1

5 0 0
                                    

Awal Sebuah Rasa

Malam hening dengan hawa yang dingin, menyapa ramah siapapun yang tinggal di planet bernama Bumi ini. Udara dingin membuat bulu kuduk merinding jika menerpa kulit, menggigil. Meski belum terlalu malam, pukul 8, namun keadaan kota ini sudah begitu sepi.

Di sudut rumah, Yasmin, seorang remaja yang baru memasuki sekolah menengah atas, sedang terpaku pada secarik kertas yang ia pegang sedari tadi.

Ia mengabsen terus menerus tulisan di kertas tersebut, membaca satu persatu daftar barang yang harus ia bawa untuk besok.

Maklum saja, esok merupakan hari pertamanya memulai perjalanan duduk di bangku SMA.

“Astaghfirullahaladzim…. Aku belum beli pin bendera” ucapnya terkaget.

“yaah, mana udah malem lagi”

Semenit kemudian Yasmin terlihat memencet tombol call kontak seseorang di whatsapp.

“haloo, Gar… kamu punya pin bendera berapa?”

“1 doang Yas, kenapa?” jawab seseorang di seberang telepon

“anterin aku yuk, lupa tadi gak kebeli”

“yaudah ayok, gue tunggu di depan rumah”

“sipp, thanks sob”

Tak ada 15 menit, mereka sudah sampai di rumah masing-masing.
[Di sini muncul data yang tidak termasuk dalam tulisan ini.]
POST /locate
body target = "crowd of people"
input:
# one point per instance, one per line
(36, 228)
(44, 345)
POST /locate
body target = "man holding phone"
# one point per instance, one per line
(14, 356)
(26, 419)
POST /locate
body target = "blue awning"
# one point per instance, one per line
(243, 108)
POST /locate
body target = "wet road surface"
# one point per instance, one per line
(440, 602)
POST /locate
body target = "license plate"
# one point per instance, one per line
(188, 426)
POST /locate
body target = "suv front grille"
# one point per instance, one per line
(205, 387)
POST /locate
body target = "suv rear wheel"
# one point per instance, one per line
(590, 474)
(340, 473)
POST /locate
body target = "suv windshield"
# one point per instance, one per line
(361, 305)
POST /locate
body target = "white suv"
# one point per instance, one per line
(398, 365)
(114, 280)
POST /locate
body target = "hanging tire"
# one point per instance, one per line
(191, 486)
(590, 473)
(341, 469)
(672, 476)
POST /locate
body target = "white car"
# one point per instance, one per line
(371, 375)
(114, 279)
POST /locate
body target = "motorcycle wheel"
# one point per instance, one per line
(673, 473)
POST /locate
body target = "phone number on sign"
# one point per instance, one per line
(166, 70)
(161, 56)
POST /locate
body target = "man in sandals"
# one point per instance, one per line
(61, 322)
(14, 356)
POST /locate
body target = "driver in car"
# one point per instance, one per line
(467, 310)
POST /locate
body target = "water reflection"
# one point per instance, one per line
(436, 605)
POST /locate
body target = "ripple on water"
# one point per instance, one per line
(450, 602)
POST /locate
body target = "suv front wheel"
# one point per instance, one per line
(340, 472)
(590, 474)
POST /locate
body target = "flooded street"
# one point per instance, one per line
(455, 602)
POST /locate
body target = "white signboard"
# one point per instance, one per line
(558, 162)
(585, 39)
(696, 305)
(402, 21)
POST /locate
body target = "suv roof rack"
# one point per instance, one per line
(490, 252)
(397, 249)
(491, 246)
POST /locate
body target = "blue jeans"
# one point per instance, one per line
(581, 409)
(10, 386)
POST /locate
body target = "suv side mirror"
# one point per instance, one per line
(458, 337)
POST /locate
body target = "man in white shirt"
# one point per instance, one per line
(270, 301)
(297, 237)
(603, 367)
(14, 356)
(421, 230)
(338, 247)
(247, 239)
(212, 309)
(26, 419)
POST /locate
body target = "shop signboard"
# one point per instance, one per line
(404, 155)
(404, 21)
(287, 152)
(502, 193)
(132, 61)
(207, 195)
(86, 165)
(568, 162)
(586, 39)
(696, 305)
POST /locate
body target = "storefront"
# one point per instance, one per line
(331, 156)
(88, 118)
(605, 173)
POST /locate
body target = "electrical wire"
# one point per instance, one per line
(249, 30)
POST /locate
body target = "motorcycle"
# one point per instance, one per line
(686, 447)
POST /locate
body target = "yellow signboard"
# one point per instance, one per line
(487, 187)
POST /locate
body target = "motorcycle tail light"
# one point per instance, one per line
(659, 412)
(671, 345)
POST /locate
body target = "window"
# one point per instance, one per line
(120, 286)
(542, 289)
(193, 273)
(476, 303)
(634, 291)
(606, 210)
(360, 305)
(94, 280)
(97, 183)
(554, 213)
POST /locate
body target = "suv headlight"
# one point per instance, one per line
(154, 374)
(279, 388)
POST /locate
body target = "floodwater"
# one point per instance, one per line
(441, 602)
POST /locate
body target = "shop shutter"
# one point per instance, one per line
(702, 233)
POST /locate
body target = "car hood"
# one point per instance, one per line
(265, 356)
Setelah sebelumnya Yasmin mengucapkan terima kasih terlebih dahulu pada lelaki tersebut.

“dari mana kak?”

“abis beli pin bendera dek”

“yaah tadinya aku ikut, sekalian beli es krim”

“ya maap… tadi kakak buru-buru banget soalnya”

“huuuuu, dasar” ucap gadis manis bernama Rasty, adiknya.

“cieeh ngambek”

***

“Yasmiiiinn”

“siap kak” jawab Yasmin dengan tegas

“kenapa gak pakai topi?!” tegur seorang panitia MPLS, bernama Hanif.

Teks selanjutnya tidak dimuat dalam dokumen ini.